Overview
Overview
mlabonne/Qwen3-14B-abliterated is an experimental, uncensored version of the Qwen/Qwen3-14B model. Developed by mlabonne, this 14 billion parameter model explores a novel "abliteration" technique aimed at removing refusal behaviors from LLMs. The project focuses on understanding how refusals and latent fine-tuning operate within these models, noting that different Qwen3 sizes require varied abliteration strategies.
Key Capabilities
- Uncensored Output: Designed to produce responses without typical refusal behaviors, achieved through the abliteration technique.
- Refusal Direction Computation: The abliteration process involves comparing residual streams between target (harmful) and baseline (harmless) samples to compute a refusal direction.
- Orthogonalization of Hidden States: Hidden states of target modules (e.g., o_proj) are orthogonalized to subtract the refusal direction using specific weight factors.

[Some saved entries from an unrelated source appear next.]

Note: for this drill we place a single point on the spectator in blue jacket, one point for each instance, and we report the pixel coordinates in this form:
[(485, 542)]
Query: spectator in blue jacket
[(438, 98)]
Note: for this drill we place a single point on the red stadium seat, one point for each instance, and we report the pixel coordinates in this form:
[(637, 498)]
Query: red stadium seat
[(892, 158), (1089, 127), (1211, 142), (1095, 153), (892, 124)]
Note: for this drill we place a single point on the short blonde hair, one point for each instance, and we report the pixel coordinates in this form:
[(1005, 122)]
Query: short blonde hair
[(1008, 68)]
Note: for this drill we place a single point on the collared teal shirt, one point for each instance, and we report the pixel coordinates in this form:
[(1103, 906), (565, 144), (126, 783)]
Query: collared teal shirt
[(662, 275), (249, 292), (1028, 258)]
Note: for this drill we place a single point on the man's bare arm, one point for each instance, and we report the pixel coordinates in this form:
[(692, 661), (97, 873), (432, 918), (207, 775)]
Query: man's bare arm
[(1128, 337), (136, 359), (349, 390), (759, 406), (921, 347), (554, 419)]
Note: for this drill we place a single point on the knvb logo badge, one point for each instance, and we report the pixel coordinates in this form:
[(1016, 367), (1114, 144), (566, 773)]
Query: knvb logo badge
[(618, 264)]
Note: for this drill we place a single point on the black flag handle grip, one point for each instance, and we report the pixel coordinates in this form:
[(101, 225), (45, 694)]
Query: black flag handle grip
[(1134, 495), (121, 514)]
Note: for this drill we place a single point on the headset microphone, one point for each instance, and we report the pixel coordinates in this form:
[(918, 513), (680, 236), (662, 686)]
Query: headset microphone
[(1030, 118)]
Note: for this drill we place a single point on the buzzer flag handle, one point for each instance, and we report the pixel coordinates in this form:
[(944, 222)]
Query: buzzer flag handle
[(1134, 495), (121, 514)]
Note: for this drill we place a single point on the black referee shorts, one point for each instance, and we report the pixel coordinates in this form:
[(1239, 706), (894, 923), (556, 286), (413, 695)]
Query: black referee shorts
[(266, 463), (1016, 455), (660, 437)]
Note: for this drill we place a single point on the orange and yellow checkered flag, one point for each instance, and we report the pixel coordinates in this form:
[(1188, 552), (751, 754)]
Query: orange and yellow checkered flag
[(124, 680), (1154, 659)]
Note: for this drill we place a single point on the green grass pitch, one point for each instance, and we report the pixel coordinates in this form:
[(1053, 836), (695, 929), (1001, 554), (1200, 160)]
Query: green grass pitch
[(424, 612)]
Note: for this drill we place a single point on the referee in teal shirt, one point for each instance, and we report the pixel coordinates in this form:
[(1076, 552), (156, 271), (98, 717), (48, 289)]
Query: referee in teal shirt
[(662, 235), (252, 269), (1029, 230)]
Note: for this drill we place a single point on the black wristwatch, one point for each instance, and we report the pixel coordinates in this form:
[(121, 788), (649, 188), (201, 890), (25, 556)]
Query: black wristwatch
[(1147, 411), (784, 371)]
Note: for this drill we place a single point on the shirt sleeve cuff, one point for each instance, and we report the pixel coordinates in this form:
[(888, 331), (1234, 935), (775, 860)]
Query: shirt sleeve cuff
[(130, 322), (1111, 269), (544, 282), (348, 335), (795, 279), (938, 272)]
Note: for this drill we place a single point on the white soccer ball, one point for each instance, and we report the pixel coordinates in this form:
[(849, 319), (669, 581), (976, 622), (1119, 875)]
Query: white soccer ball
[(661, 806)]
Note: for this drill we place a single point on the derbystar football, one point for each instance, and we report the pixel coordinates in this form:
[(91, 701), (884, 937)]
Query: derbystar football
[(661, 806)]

- Hybrid Evaluation: Utilizes a hybrid evaluation method, combining a dictionary approach with NousResearch/Minos-v1, to assess acceptance rates and output coherence.
Good For
- Research into LLM Refusals: Ideal for researchers studying the mechanisms behind refusal behaviors and latent fine-tuning in large language models.
- Experimental Applications: Suitable for use cases requiring an uncensored model where the goal is to explore the boundaries of LLM responses.
- Understanding Model Modification: Provides a practical example of advanced techniques for modifying model behavior beyond standard fine-tuning.